The Chalcolithic Mines of Timna
The Arava desert is a brutal place. Temperatures soar to beyond 110 degrees in the summer, water is scarce and shade scarcer. But of the brutal corners of this remotest of Israel's deserts, one of the harshest spots is the red sandstone valley known as Timna. Here you stand before what appears to be a big pit. If you climb in, however, you'll see more than just a big hole in the ground. It is, in fact, a collection of holes all connected by a network of primitively carved tunnels.
Human beings did this 6,000 years ago, before the dawn of cities, written language or metals. There was no bronze, no iron, no tin. It was still, essentially the stone age; the final stone age, technically known as the Chalcolithic (or “copper-rock”) Period. Somehow, from these simple craters, a thing that was to change history sprang forth. One can never know what prompted these early industrial pioneers to start digging for copper ore, a metal that melts at 2,000 degrees Fahrenheit, but one can spin a yarn of sorts. Allow me.
A simple nomadic clan with very little to show for itself discovers that these little green rocks (sandstone-based copper ore) are a bit of fun. If, for example, you mix the stuff with water, you can paint green marks on your body. If after a successful hunt, you're sitting around the fire gnawing on ibex meat and you want to give the kids a giggle, you can throw the rocks into the fire to make delightful green sparks. Then, several generations later, on a night when the fire is particularly hot, someone notices that if these pieces of sandstone melt, they turn to glass (You haven't forgotten that melted sand becomes glass, have you?). Now there's a commodity. Collect them, see how they sparkle, trade them with other clans. In fact, if you can't find enough lying about, dig a hole and look for them underground.

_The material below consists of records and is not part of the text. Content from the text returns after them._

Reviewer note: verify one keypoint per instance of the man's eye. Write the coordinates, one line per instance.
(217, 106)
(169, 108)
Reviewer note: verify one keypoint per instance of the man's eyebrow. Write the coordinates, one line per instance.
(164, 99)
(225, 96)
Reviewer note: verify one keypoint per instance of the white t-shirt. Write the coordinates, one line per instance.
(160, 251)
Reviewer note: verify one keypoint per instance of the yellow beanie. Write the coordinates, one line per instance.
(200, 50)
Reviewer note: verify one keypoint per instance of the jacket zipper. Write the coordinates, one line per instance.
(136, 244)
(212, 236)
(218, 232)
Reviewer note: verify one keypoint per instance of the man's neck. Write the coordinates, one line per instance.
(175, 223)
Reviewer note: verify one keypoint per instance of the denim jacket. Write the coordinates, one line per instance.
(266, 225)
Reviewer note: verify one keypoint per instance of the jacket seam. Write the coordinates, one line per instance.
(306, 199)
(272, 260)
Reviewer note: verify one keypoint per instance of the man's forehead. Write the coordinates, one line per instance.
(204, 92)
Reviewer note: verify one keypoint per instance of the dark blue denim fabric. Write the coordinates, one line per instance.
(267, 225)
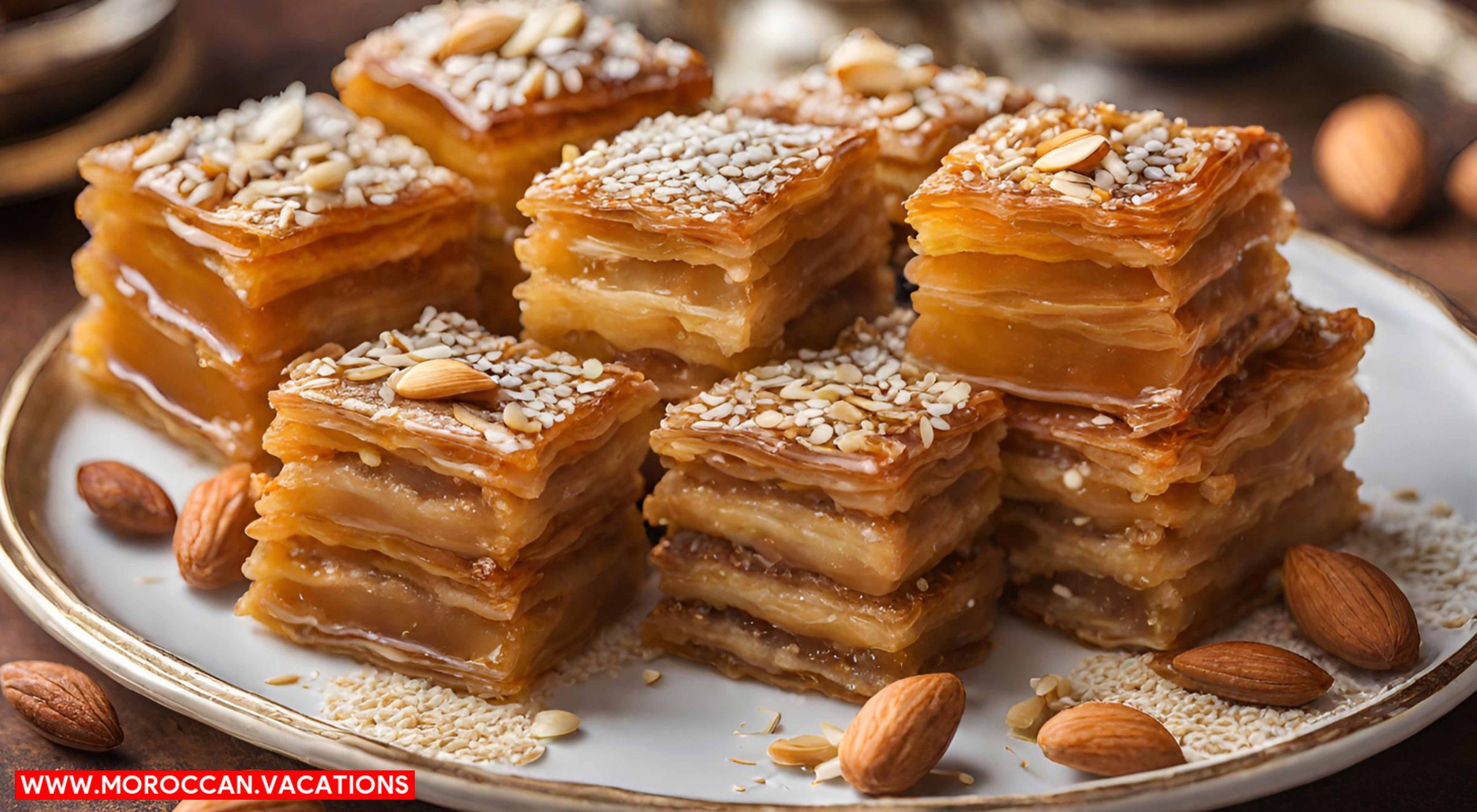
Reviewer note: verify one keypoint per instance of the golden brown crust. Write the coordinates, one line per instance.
(717, 178)
(278, 173)
(1153, 189)
(519, 64)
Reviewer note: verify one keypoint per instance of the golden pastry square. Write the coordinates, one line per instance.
(451, 397)
(445, 623)
(277, 196)
(223, 247)
(1151, 377)
(919, 108)
(1149, 510)
(857, 421)
(1179, 612)
(700, 236)
(1090, 182)
(497, 91)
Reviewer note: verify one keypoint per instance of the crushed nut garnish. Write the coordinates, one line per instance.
(278, 164)
(1086, 154)
(553, 724)
(488, 61)
(827, 771)
(534, 389)
(861, 397)
(769, 728)
(714, 166)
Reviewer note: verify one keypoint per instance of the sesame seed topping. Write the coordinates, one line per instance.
(1086, 154)
(711, 167)
(277, 164)
(532, 389)
(897, 89)
(860, 397)
(491, 59)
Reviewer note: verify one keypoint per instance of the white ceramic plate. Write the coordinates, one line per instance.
(120, 604)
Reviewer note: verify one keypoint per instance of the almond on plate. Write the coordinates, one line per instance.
(1246, 672)
(901, 733)
(1108, 739)
(125, 498)
(1351, 609)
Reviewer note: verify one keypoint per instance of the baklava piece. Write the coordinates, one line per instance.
(919, 110)
(698, 247)
(826, 520)
(225, 247)
(1157, 541)
(452, 504)
(497, 89)
(1108, 259)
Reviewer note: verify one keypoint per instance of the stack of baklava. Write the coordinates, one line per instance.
(452, 504)
(497, 89)
(225, 247)
(1178, 418)
(698, 247)
(919, 108)
(826, 520)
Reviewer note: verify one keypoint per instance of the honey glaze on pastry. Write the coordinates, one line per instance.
(705, 238)
(498, 91)
(918, 108)
(826, 518)
(452, 504)
(223, 247)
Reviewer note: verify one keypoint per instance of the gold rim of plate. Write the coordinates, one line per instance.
(141, 666)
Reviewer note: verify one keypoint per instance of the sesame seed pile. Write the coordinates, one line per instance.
(857, 397)
(426, 718)
(278, 163)
(1427, 551)
(950, 95)
(535, 388)
(544, 49)
(1146, 152)
(715, 166)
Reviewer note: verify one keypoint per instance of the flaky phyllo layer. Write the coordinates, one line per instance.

And then, and this may have taken many generations, one day, when for some unknown reason, the fire is unreasonably huge, it is discovered that under ideal conditions, something comes out of the fire that's totally different than what went in. Pure copper. It can be shaped, it can be worked, it can be turned into items of value: Weapons, tools and ritual objects.
Weapons, tools and ritual objects. It sounds like such an innocent and clinical list, but in this simple way, we took one more step towards civilization. For it is these three essentials that set us apart from the rest of the creatures of the earth. Predators hunt, but they do so with tooth and claw, not with weapons. Some animals may briefly change their environment, but they do so without the aid of hammer or chisel. And perhaps most important of all, only human beings seek their maker by imitating the act of creation.
The earliest professions are enumerated in the fourth chapter of Genesis in an uncanny replay of human development. First came Cain, the farmer and Abel, the shepherd, followed by Jubal the artist, and finally Tubal Cain, “the forger of every cutting instrument of copper and iron.” Timna is the land of Tubal Cain.
Here in these holes, beneath the scorching sun, at the foot of stunning 2,000 foot high cliffs of red sandstone, our ancestors began their inexorable march towards the thing that we call technology. They became artisans.